GER 341: German Literature
Oregon State University
December 2, 1999

E.T.A. Hoffmann (1776-1822)

von Sarah Cook


Ernst Theodor Wilhelm (Amadeus) Hoffmann ist einer der bekanntesten Autoren der Romantik. Heute ist sein Märchen Nüßknacker und Mäusekönig (1816) am meisten bekannt. Er hat aber auch andere Märchen, Romane und Essays geschrieben und Musikstücke komponiert.

Er wurde in Königsberg, Preussen geboren (heutig Kalingrad, Rußland). Als er nur zwei Jahre alt war, trennten sich seine Eltern. Er ging mit seiner Mutter zu seinen Grosseltern. Seine Tanten und Onkel übernahmen einen grossen Teil von seiner Erziehung wegen der Unstabilität seiner Mutter. Er wurde zum grössten Teil von seinem Onkel Otto Wilhelm Doerffer (1741-1811) erzogen. Sein Onkel war nicht ganz bereit ein Kind zu erziehen, und ihm wurden von dem jungen Hoffmann viele Streiche gespielt.

In dem Haus seines Onkels hatte Hoffmann seine ersten Begegnungen mit der Musik, Literatur und Kunst.
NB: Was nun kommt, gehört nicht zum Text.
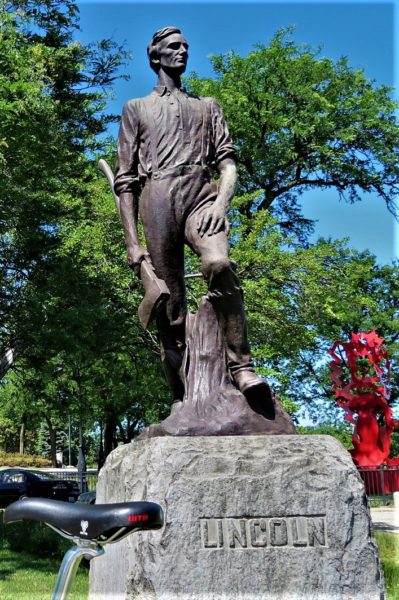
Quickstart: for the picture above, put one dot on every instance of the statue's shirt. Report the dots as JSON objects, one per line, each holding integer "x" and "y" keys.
{"x": 166, "y": 130}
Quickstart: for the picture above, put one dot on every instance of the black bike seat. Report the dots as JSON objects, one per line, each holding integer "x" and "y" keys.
{"x": 98, "y": 522}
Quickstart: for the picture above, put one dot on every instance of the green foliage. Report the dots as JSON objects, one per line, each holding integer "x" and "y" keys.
{"x": 301, "y": 121}
{"x": 23, "y": 460}
{"x": 388, "y": 546}
{"x": 35, "y": 539}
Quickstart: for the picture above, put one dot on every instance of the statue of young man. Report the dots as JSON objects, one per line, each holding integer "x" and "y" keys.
{"x": 170, "y": 144}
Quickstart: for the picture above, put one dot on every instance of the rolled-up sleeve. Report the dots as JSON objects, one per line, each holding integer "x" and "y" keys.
{"x": 222, "y": 143}
{"x": 126, "y": 169}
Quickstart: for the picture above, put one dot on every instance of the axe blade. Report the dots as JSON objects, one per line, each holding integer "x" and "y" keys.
{"x": 156, "y": 293}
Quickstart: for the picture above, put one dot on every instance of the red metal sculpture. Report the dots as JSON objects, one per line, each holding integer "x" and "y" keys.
{"x": 360, "y": 371}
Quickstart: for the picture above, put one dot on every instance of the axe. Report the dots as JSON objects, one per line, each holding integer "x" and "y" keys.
{"x": 156, "y": 290}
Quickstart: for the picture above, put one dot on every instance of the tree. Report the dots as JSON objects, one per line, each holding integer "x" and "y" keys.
{"x": 301, "y": 121}
{"x": 52, "y": 94}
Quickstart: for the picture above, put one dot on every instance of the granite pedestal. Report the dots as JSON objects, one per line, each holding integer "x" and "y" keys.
{"x": 249, "y": 517}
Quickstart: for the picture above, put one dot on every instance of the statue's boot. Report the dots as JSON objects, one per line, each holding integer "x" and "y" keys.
{"x": 226, "y": 296}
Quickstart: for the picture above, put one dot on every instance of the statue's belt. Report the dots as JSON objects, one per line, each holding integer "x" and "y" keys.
{"x": 180, "y": 170}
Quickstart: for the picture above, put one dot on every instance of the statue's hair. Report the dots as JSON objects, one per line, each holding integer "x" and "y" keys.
{"x": 152, "y": 48}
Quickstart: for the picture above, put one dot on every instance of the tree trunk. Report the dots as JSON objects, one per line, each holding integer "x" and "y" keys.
{"x": 22, "y": 436}
{"x": 7, "y": 361}
{"x": 109, "y": 434}
{"x": 212, "y": 405}
{"x": 53, "y": 442}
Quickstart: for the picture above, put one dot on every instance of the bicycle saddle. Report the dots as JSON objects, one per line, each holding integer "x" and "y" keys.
{"x": 102, "y": 523}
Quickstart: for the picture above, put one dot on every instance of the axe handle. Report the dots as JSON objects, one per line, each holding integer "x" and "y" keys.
{"x": 106, "y": 169}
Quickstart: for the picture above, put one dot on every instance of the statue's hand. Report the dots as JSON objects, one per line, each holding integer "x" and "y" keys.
{"x": 135, "y": 255}
{"x": 212, "y": 220}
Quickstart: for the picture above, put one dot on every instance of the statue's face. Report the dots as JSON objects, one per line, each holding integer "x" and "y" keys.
{"x": 173, "y": 52}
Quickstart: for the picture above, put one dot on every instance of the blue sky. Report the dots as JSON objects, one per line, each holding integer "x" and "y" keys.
{"x": 362, "y": 31}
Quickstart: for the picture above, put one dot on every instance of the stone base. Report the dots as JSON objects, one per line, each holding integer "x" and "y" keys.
{"x": 252, "y": 517}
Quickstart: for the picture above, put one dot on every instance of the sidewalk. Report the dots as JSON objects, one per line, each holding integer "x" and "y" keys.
{"x": 385, "y": 519}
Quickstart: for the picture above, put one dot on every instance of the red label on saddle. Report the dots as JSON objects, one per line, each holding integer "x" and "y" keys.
{"x": 137, "y": 518}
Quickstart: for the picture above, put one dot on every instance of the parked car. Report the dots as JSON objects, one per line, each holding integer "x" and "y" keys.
{"x": 16, "y": 483}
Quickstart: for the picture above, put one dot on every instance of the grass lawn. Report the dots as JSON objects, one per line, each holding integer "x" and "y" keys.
{"x": 388, "y": 545}
{"x": 25, "y": 577}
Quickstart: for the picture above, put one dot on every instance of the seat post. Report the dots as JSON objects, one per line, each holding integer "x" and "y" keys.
{"x": 70, "y": 564}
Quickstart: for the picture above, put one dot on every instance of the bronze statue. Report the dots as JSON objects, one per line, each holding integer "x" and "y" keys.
{"x": 170, "y": 145}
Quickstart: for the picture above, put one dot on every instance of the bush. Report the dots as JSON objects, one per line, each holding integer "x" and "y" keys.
{"x": 23, "y": 460}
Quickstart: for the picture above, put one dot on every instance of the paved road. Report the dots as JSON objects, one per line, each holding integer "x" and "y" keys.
{"x": 385, "y": 519}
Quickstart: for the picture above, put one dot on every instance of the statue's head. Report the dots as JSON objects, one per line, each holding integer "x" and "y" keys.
{"x": 168, "y": 48}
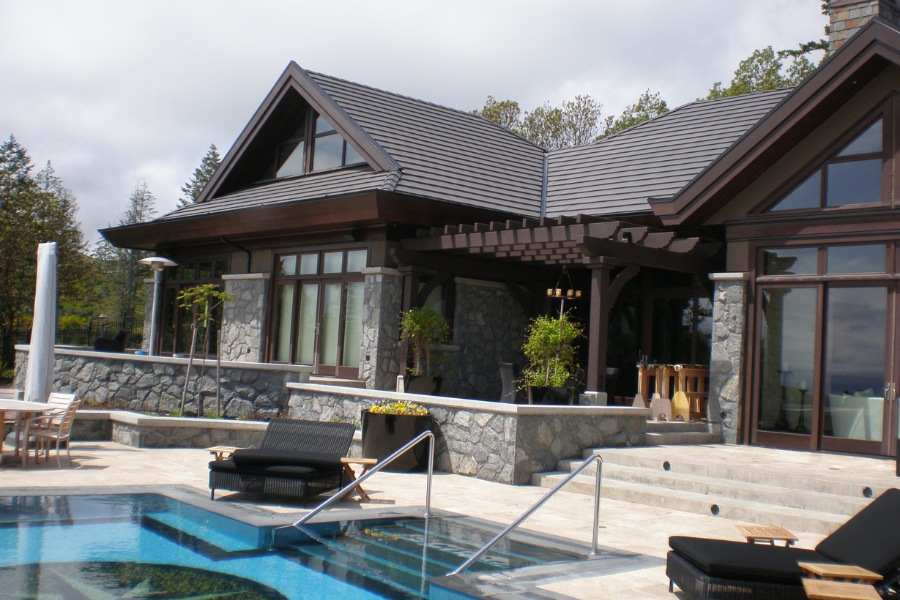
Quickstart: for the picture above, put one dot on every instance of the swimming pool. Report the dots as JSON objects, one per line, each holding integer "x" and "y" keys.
{"x": 154, "y": 546}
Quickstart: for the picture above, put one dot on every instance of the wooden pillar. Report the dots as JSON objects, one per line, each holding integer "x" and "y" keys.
{"x": 601, "y": 304}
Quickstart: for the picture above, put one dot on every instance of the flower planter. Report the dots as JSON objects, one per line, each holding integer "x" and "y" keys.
{"x": 384, "y": 434}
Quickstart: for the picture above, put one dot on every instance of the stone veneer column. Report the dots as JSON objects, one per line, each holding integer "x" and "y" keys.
{"x": 379, "y": 353}
{"x": 244, "y": 320}
{"x": 729, "y": 340}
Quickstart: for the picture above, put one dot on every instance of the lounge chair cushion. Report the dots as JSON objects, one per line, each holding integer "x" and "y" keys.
{"x": 260, "y": 457}
{"x": 867, "y": 539}
{"x": 727, "y": 559}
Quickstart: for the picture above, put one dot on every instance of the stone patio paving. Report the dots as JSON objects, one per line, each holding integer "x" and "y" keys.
{"x": 624, "y": 526}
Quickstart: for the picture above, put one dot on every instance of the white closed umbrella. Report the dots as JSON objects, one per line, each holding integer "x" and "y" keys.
{"x": 39, "y": 377}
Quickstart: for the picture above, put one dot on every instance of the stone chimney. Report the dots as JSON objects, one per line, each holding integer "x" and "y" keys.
{"x": 848, "y": 16}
Onkel Otto war Musiker, und Leute kamen oft zu ihm um Musik zu spielen. Hoffmanns einsame Kindheit und Erfahrungen mit der Musik und Kunst gaben Hoffmann eine starke Phantasie. Diese Phantasie ist eine der Charaktaristiken, die seine Werke einzigartig machen.

In seiner Jugend kultivierte er eine Freundschaft mit Theodor Gottlieb Hippel (1775-1843). Zusammen schrieben und malten die zwei Jungen. Später wurde Hippel wichtig für Hoffmann als Konfidant und Kritik.

Ernst Theodor studierte Jura an der Universität Königsberg. Er tat, was nötig war, um durch die Uni zu kommen, aber zeigte kein grosses Intresse dafür. Als er an der Uni war, fing Hoffmann mit seiner Reihe Affären an. Zuerst kam Dorthea Hatt (1766-1803), eine verheiratete Frau, die neben Hoffmann wohnte. Er erteile ihr Musikunterricht. Sie gab Hoffmann die Inspiration, um zwei Romane zu schreiben. Als er sein Studium beendete, wurde die Affäre peinlich für seine Famlie. Aus diesem Grund, und weil er woanders seine Berufsmöglichkeiten erweitern wollte, zog er nach Glogau, wo sein Onkel Johann Ludwig Doerffer (1743-1803) wohnte.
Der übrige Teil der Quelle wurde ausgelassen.